7. A secure communications device, comprising:

the generation module is used for calling an interface provided by a server at an interface calling party of a client to generate a first secret key, selecting a first algorithm according to the first secret key and a second algorithm according to a public key issued by a gateway, respectively encrypting a business parameter and the first secret key according to the first algorithm and the second algorithm to generate a corresponding business parameter ciphertext and a secret key ciphertext, then performing confusion operation on the business parameter ciphertext and a secret issued by the gateway, and performing summary operation on a result of the confusion operation by applying a third algorithm to generate signature data;

the coding module is used for performing character recoding on the service parameter ciphertext, the secret key ciphertext and the signature data to generate a new character string, sending the new character string and the AppID issued by the gateway as a request parameter to the server, calling a gateway interface and verifying the request parameter; each caller has an independent AppID;

the verification module is used for acquiring license data according to the AppID, verifying the validity and the service calling authority of the license data, obfuscating secret in the license data and the service parameter ciphertext, performing summary operation on an obfuscated result by applying a third algorithm to generate signature data to be verified, comparing the signature data to be verified with signature data generated in the generation module, and verifying the validity of the signature data to be verified;

the obtaining module is used for decrypting the secret key ciphertext to obtain a secret key, then secondarily decrypting the business parameter ciphertext by using the secret key, transmitting the decrypted business parameter plaintext to the transaction core, obtaining response result data, encrypting the response result data, generating ciphertext data and transmitting the ciphertext data to the client;

and the decryption module is used for acquiring the ciphertext data of the response result at the client, and decrypting the ciphertext data by applying the first secret key and the first algorithm generated in the generation module to generate plaintext data.
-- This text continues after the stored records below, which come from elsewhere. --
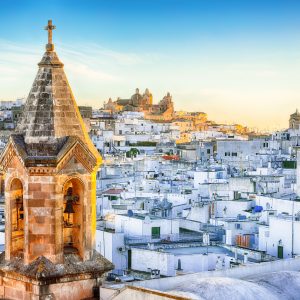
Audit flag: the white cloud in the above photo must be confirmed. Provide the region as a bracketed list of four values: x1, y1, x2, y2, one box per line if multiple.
[59, 42, 162, 66]
[0, 39, 161, 95]
[65, 62, 117, 81]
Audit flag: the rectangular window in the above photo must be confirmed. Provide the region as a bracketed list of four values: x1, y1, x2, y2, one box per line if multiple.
[263, 142, 269, 148]
[232, 152, 237, 157]
[151, 227, 160, 239]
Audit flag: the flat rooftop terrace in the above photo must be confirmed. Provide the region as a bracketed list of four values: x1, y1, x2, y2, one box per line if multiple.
[133, 245, 260, 262]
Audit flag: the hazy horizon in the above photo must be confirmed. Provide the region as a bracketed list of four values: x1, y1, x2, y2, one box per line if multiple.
[1, 0, 300, 131]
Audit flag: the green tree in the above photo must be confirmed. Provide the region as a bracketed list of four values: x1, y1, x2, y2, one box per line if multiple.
[126, 148, 140, 158]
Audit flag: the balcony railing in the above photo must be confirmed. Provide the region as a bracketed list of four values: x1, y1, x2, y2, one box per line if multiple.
[124, 232, 203, 245]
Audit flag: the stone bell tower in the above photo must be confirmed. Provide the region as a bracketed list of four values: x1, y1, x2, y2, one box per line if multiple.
[0, 20, 113, 300]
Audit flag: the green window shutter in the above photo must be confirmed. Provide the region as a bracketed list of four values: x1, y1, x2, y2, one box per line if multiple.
[151, 227, 160, 238]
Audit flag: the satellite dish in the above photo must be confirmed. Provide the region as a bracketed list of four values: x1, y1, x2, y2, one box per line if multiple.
[144, 215, 151, 224]
[127, 210, 134, 217]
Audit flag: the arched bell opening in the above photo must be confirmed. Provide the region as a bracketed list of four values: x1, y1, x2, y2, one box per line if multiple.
[9, 178, 24, 258]
[63, 178, 84, 258]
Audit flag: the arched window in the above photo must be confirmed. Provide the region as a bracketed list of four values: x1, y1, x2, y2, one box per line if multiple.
[63, 178, 84, 258]
[10, 178, 24, 258]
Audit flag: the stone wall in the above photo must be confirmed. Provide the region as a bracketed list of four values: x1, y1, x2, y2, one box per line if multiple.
[0, 275, 97, 300]
[3, 148, 96, 264]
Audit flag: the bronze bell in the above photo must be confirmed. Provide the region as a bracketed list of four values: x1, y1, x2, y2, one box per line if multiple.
[64, 200, 75, 214]
[16, 196, 24, 220]
[19, 203, 24, 220]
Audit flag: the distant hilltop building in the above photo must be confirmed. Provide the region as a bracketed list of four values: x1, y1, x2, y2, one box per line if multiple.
[78, 105, 93, 119]
[103, 88, 174, 121]
[289, 109, 300, 129]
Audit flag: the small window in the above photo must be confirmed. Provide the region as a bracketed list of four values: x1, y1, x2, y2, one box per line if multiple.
[232, 152, 237, 157]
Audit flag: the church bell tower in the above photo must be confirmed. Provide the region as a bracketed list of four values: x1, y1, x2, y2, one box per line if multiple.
[0, 20, 113, 300]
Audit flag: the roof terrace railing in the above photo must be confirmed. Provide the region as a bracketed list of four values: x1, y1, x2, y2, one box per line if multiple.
[124, 232, 204, 245]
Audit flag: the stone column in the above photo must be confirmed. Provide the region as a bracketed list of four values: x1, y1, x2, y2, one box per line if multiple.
[4, 187, 11, 261]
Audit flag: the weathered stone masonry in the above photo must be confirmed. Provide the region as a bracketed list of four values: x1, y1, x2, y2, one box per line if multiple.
[0, 20, 113, 300]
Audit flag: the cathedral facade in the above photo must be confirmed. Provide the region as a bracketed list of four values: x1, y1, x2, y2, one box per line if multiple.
[103, 88, 174, 121]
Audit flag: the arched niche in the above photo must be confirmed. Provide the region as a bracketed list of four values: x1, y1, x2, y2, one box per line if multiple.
[62, 177, 84, 258]
[9, 178, 24, 257]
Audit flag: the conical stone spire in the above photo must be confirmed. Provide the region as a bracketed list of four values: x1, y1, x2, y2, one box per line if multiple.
[16, 50, 86, 143]
[16, 20, 99, 162]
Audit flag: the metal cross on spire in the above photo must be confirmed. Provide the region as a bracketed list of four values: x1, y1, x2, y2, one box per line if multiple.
[44, 20, 56, 51]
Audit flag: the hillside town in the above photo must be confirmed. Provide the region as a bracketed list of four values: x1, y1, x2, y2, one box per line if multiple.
[1, 85, 300, 298]
[1, 6, 300, 297]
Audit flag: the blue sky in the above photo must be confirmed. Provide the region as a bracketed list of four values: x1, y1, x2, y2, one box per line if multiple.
[1, 0, 300, 130]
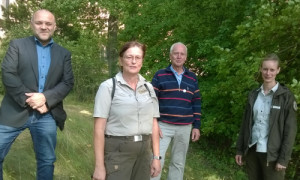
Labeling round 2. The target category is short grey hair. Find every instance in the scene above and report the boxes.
[170,42,187,54]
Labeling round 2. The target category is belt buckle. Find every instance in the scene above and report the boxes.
[134,135,142,142]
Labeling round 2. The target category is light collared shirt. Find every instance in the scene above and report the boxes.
[250,82,279,152]
[35,37,53,93]
[170,65,185,86]
[93,72,160,136]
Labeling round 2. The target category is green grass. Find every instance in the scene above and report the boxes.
[2,95,247,180]
[161,140,247,180]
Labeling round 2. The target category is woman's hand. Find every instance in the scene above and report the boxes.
[92,166,106,180]
[235,155,243,166]
[151,159,161,177]
[275,163,286,171]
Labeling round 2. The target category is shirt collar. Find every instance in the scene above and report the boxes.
[170,65,185,75]
[259,82,279,94]
[115,72,146,85]
[34,37,54,47]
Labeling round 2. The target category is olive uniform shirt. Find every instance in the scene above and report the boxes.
[93,72,160,136]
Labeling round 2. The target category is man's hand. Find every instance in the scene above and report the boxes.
[36,104,49,114]
[191,128,200,142]
[25,93,46,109]
[235,155,243,166]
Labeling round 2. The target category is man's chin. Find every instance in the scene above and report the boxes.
[36,36,51,43]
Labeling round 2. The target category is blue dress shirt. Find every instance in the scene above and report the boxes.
[35,38,53,93]
[33,38,53,118]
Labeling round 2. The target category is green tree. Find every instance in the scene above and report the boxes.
[203,0,300,178]
[120,0,300,178]
[106,14,119,77]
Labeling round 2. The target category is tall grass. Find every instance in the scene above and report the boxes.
[161,139,247,180]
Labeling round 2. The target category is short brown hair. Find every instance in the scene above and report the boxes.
[119,41,146,58]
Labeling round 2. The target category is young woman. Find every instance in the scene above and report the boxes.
[92,41,161,180]
[235,53,297,180]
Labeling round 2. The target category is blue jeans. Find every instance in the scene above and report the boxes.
[0,112,57,180]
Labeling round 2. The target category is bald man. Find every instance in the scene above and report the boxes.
[0,9,74,179]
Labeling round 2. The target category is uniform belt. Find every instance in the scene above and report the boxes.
[105,135,150,142]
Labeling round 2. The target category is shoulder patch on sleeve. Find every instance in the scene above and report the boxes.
[293,101,298,111]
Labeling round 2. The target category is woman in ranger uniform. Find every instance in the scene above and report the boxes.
[235,53,297,180]
[92,41,161,180]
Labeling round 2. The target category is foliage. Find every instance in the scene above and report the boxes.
[59,32,108,101]
[118,0,258,80]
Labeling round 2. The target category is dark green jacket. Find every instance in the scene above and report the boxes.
[236,83,297,166]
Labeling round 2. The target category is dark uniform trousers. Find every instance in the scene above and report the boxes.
[104,135,151,180]
[245,145,285,180]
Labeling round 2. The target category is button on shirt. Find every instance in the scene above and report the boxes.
[93,72,160,136]
[35,38,53,93]
[250,83,279,152]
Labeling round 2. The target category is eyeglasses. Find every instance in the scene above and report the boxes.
[123,56,143,62]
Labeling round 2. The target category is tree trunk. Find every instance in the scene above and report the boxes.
[106,14,118,78]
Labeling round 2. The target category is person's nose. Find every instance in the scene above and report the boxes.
[41,23,47,29]
[131,58,137,64]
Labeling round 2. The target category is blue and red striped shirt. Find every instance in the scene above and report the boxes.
[151,65,201,129]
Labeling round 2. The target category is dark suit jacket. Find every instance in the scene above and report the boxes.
[0,36,74,130]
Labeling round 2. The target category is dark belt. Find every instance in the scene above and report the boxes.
[105,135,150,142]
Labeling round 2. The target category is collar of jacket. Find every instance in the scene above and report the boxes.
[252,83,289,98]
[274,83,290,96]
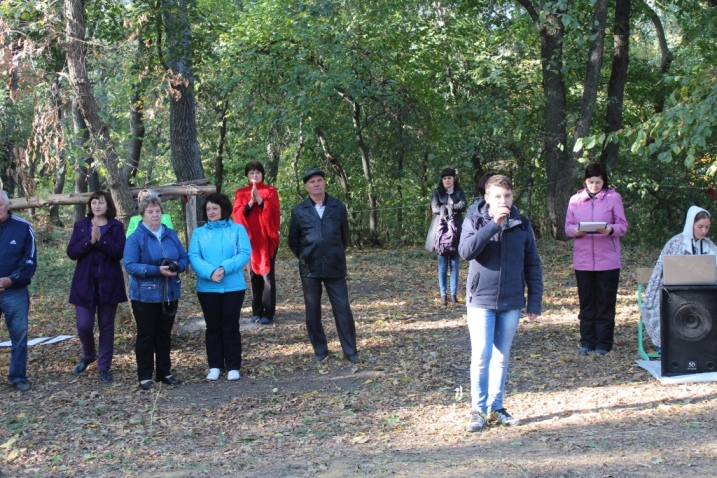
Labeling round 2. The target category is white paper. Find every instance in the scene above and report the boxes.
[0,335,76,347]
[41,335,76,345]
[578,221,608,232]
[636,359,717,384]
[27,337,50,346]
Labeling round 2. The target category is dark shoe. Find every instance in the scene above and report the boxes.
[14,381,31,393]
[450,294,458,304]
[594,349,609,356]
[160,375,182,386]
[465,411,487,432]
[313,353,328,362]
[345,353,360,364]
[578,347,592,356]
[73,359,95,374]
[492,408,520,426]
[655,346,662,354]
[139,380,153,391]
[100,370,112,382]
[440,295,447,306]
[260,317,273,325]
[251,315,261,323]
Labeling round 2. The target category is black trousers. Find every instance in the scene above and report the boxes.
[250,255,277,320]
[301,277,357,356]
[131,300,177,382]
[197,290,244,371]
[575,269,620,351]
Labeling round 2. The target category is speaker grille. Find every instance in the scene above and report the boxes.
[667,296,713,342]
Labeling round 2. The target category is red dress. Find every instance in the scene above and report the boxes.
[232,182,280,275]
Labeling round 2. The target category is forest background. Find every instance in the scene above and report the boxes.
[3,2,717,476]
[2,0,717,244]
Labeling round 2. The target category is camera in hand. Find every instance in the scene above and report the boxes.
[160,258,179,273]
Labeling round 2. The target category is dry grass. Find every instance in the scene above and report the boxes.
[1,231,716,477]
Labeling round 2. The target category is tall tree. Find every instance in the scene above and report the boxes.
[64,0,135,220]
[517,0,572,239]
[600,0,631,170]
[160,0,205,182]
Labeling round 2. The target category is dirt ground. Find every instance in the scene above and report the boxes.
[1,236,716,477]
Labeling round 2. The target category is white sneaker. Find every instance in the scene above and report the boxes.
[206,368,220,381]
[227,370,240,381]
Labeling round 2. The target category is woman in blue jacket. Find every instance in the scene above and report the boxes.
[67,191,127,383]
[189,193,251,381]
[124,195,189,390]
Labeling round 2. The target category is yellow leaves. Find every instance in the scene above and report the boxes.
[350,433,369,444]
[1,437,20,463]
[0,437,17,450]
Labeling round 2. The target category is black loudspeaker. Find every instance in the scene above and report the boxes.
[661,286,717,376]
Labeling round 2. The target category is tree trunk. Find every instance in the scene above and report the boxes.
[292,121,305,201]
[643,2,672,113]
[49,74,66,226]
[161,0,205,183]
[315,127,353,213]
[123,83,145,185]
[471,153,485,198]
[1,39,20,197]
[214,100,228,194]
[572,0,609,160]
[519,0,573,240]
[123,37,150,184]
[64,0,135,223]
[265,132,281,185]
[71,98,89,221]
[349,100,377,237]
[600,0,631,170]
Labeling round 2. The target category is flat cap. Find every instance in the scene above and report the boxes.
[302,169,325,183]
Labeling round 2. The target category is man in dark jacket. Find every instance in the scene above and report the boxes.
[0,191,37,392]
[288,169,359,363]
[458,175,543,432]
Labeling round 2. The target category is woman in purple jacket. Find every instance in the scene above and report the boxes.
[67,191,127,382]
[565,163,628,356]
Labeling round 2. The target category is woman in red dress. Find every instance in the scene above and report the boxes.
[232,161,281,324]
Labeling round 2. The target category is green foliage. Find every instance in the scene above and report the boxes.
[6,0,717,249]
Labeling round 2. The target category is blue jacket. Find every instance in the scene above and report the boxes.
[0,212,37,289]
[458,203,543,314]
[67,217,127,306]
[188,219,251,293]
[124,223,189,303]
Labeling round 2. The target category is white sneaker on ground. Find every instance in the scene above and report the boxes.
[227,370,240,381]
[206,368,220,381]
[492,408,520,426]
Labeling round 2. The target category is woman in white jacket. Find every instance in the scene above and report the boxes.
[189,193,251,381]
[642,205,717,352]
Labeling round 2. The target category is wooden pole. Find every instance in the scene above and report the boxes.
[7,183,216,210]
[185,195,197,244]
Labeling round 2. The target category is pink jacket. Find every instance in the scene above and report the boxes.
[565,187,628,271]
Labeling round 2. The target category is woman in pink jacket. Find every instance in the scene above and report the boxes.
[565,163,628,356]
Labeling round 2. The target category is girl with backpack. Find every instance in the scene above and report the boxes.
[429,168,467,306]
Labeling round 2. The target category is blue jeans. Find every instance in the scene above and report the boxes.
[467,307,520,413]
[437,253,460,296]
[1,288,29,384]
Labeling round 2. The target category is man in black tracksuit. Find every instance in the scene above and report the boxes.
[288,169,358,364]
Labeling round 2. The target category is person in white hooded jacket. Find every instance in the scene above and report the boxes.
[642,205,717,352]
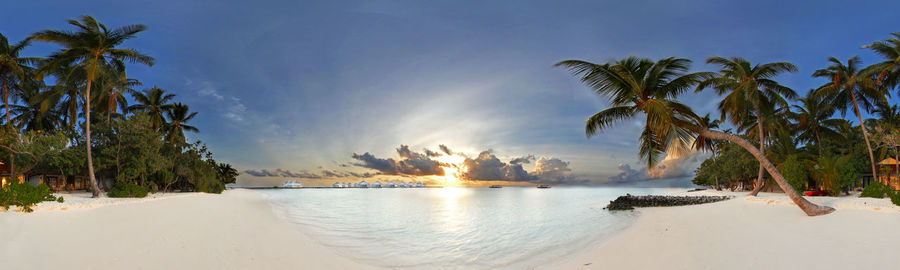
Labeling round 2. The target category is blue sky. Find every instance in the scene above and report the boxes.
[3,0,899,185]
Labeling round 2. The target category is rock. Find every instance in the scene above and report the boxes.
[604,194,732,211]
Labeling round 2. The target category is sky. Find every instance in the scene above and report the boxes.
[3,0,899,186]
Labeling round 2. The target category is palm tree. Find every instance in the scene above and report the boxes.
[30,16,155,197]
[557,56,833,216]
[10,82,63,132]
[697,57,798,196]
[864,32,900,90]
[791,90,842,152]
[693,113,722,189]
[129,86,175,130]
[164,103,199,144]
[95,65,141,121]
[1,33,41,177]
[813,56,886,186]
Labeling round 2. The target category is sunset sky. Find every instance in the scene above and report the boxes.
[4,0,899,186]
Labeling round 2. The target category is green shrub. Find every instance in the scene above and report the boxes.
[861,182,891,198]
[0,182,57,213]
[107,182,149,198]
[890,191,900,206]
[195,177,225,194]
[56,196,64,203]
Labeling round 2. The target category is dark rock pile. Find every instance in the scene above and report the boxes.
[604,194,732,211]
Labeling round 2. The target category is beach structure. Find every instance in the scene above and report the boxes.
[860,158,900,190]
[372,181,383,188]
[386,181,396,188]
[358,180,369,188]
[399,181,409,188]
[342,182,349,188]
[333,182,341,188]
[282,181,303,188]
[417,182,426,188]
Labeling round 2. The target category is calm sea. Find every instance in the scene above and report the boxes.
[261,186,685,269]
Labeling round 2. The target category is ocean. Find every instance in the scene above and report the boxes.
[261,186,685,269]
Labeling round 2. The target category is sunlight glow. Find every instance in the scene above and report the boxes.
[433,154,466,186]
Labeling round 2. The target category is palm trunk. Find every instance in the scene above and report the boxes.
[86,59,101,198]
[698,129,834,216]
[750,108,766,196]
[850,91,879,186]
[2,77,12,178]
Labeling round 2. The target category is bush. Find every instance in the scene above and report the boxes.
[0,182,57,213]
[195,177,225,194]
[56,196,64,203]
[860,182,891,198]
[107,182,149,198]
[891,191,900,206]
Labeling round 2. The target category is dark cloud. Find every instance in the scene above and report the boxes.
[243,168,322,178]
[351,145,446,176]
[460,151,536,181]
[438,144,453,156]
[424,148,442,157]
[509,155,535,165]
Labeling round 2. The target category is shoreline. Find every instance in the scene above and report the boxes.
[0,189,378,270]
[4,188,900,269]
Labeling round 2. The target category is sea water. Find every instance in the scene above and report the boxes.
[262,186,683,269]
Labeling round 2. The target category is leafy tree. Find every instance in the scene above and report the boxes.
[813,56,887,187]
[30,16,155,197]
[814,155,859,196]
[698,57,798,196]
[865,32,900,90]
[129,86,174,130]
[557,56,833,216]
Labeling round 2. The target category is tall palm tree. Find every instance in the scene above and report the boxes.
[791,90,842,152]
[164,103,199,144]
[129,86,175,130]
[697,57,798,196]
[557,56,833,216]
[864,32,900,90]
[1,33,42,177]
[10,80,63,132]
[30,16,155,197]
[813,56,886,186]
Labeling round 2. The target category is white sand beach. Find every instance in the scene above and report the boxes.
[0,189,376,270]
[3,189,900,270]
[539,190,900,270]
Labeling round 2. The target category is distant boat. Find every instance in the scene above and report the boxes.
[282,181,303,188]
[489,185,502,188]
[537,184,550,189]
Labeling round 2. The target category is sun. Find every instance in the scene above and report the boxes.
[434,155,466,185]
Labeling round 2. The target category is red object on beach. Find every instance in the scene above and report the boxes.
[804,191,828,196]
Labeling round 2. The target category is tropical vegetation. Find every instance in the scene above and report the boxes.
[558,31,900,215]
[0,16,237,204]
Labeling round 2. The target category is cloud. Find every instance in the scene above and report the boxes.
[424,148,442,157]
[242,168,322,178]
[438,144,453,155]
[509,155,535,165]
[460,151,536,181]
[351,145,446,176]
[607,145,707,182]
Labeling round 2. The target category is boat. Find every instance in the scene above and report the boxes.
[489,185,502,188]
[537,184,551,189]
[282,181,303,188]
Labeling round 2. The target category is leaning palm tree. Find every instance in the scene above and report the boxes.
[697,57,798,196]
[864,32,900,90]
[813,56,887,186]
[557,56,833,216]
[30,16,155,197]
[164,103,199,144]
[129,86,175,130]
[791,90,842,152]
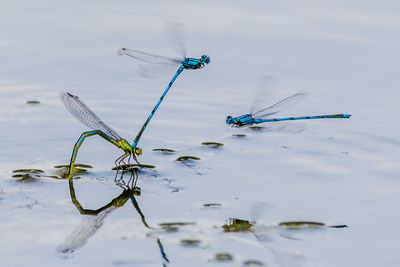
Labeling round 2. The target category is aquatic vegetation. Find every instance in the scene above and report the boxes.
[180,239,201,247]
[201,142,224,148]
[13,169,44,173]
[54,164,92,179]
[175,156,201,162]
[26,100,40,104]
[222,218,253,232]
[111,163,156,171]
[243,260,264,266]
[54,163,93,169]
[152,148,176,153]
[278,221,348,229]
[12,167,84,182]
[214,253,233,262]
[12,169,45,183]
[278,221,325,229]
[175,156,202,175]
[232,134,246,138]
[12,173,38,183]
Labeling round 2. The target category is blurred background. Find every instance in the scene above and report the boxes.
[1,1,399,266]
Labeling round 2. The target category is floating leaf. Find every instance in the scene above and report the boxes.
[112,163,156,171]
[222,218,253,232]
[54,164,90,178]
[243,260,264,266]
[175,156,201,162]
[232,134,246,138]
[201,142,224,148]
[13,169,44,173]
[215,253,233,262]
[278,221,325,229]
[26,100,40,104]
[12,173,38,183]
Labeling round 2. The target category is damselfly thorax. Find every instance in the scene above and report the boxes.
[181,56,210,69]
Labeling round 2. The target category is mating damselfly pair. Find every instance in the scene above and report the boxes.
[62,47,210,180]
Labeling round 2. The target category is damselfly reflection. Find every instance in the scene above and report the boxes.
[58,171,169,266]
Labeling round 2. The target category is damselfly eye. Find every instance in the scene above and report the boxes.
[135,148,142,155]
[202,55,210,64]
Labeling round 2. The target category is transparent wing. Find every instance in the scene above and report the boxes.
[117,48,182,65]
[61,92,122,141]
[251,93,307,119]
[165,22,186,59]
[137,62,180,80]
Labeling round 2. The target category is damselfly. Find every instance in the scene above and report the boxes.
[226,93,351,127]
[118,47,210,148]
[61,92,142,179]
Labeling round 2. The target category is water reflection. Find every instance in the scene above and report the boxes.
[223,203,349,266]
[58,170,169,266]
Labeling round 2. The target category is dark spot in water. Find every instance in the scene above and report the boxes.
[203,203,222,207]
[201,142,224,148]
[26,100,40,104]
[152,148,176,153]
[329,224,348,228]
[232,134,246,138]
[222,218,253,232]
[159,222,196,232]
[180,239,201,247]
[175,156,201,162]
[215,253,233,262]
[248,126,265,131]
[243,259,264,266]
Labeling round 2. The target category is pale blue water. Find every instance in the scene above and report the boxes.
[1,1,400,266]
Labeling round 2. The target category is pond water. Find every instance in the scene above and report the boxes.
[1,1,400,266]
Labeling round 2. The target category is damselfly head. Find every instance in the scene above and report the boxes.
[201,55,210,64]
[226,116,234,125]
[134,147,142,156]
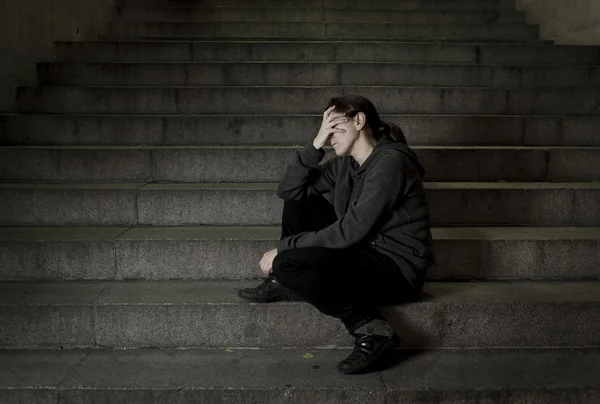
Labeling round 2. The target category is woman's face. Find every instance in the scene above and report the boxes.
[330,113,362,156]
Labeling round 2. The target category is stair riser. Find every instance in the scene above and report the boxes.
[10,387,600,404]
[3,115,600,147]
[1,236,599,280]
[17,87,600,115]
[0,187,597,226]
[55,42,600,65]
[116,9,526,24]
[118,0,517,11]
[38,63,600,87]
[0,300,597,348]
[105,22,539,40]
[0,148,597,182]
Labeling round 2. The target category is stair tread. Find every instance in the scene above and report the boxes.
[2,348,600,395]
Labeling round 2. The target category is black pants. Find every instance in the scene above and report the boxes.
[272,195,419,334]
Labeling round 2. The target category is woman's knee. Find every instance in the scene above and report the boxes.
[272,250,297,280]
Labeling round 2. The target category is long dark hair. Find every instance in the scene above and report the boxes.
[326,95,407,144]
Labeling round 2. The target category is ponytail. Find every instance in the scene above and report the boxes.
[378,121,407,145]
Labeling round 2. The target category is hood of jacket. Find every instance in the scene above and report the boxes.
[348,137,425,178]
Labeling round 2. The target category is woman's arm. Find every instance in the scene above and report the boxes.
[276,143,338,200]
[278,150,407,252]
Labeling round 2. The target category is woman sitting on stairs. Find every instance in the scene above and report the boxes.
[238,94,435,374]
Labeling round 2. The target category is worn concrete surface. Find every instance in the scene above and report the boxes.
[37,62,600,87]
[3,114,600,146]
[1,226,600,280]
[53,41,600,65]
[17,86,600,115]
[5,145,599,182]
[2,347,599,403]
[1,280,600,348]
[1,182,599,226]
[116,8,526,24]
[104,21,539,41]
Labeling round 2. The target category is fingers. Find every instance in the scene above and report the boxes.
[325,117,348,129]
[323,106,346,122]
[323,105,335,118]
[327,114,347,124]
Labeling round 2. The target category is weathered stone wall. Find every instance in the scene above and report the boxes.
[516,0,600,45]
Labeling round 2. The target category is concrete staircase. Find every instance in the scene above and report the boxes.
[1,0,600,402]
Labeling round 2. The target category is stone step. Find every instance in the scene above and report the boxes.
[0,280,599,348]
[54,41,600,65]
[0,182,598,227]
[1,226,599,281]
[104,21,539,41]
[37,62,600,87]
[16,86,600,115]
[4,347,600,404]
[2,348,600,403]
[2,114,600,147]
[1,146,598,182]
[116,7,527,24]
[118,0,518,11]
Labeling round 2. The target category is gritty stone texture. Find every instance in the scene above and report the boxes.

8. The secure communications apparatus of claim 7, wherein the generation module comprises:

the key generation module is used for calling an interface provided by the server side at an interface calling party of the client side to generate a first key required by business operation;

the algorithm generating module is used for selecting a first algorithm according to the generated first secret key and selecting a second algorithm according to a public key issued by the gateway;

the cipher text generation module is used for encrypting the character codes of the business parameters to be encrypted by applying a first algorithm to generate corresponding business parameter cipher texts, and encrypting the first secret key by applying a second algorithm to generate corresponding secret key cipher texts;

and the signature generation module is used for performing obfuscation operation on the generated business parameter ciphertext and the secret issued by the gateway, and then performing summary operation on the result of the obfuscation operation by using a third algorithm to generate signature data.

9. A mobile terminal, comprising:

a touch-sensitive display;

a memory;

one or more processors;

the one or more processors are configured for performing the steps of the secure communication method of any of claims 1 to 6.

10. A storage medium having stored thereon computer-readable instructions which, when executed by one or more processors, cause the one or more processors to perform the steps of the secure communications method of any one of claims 1 to 6.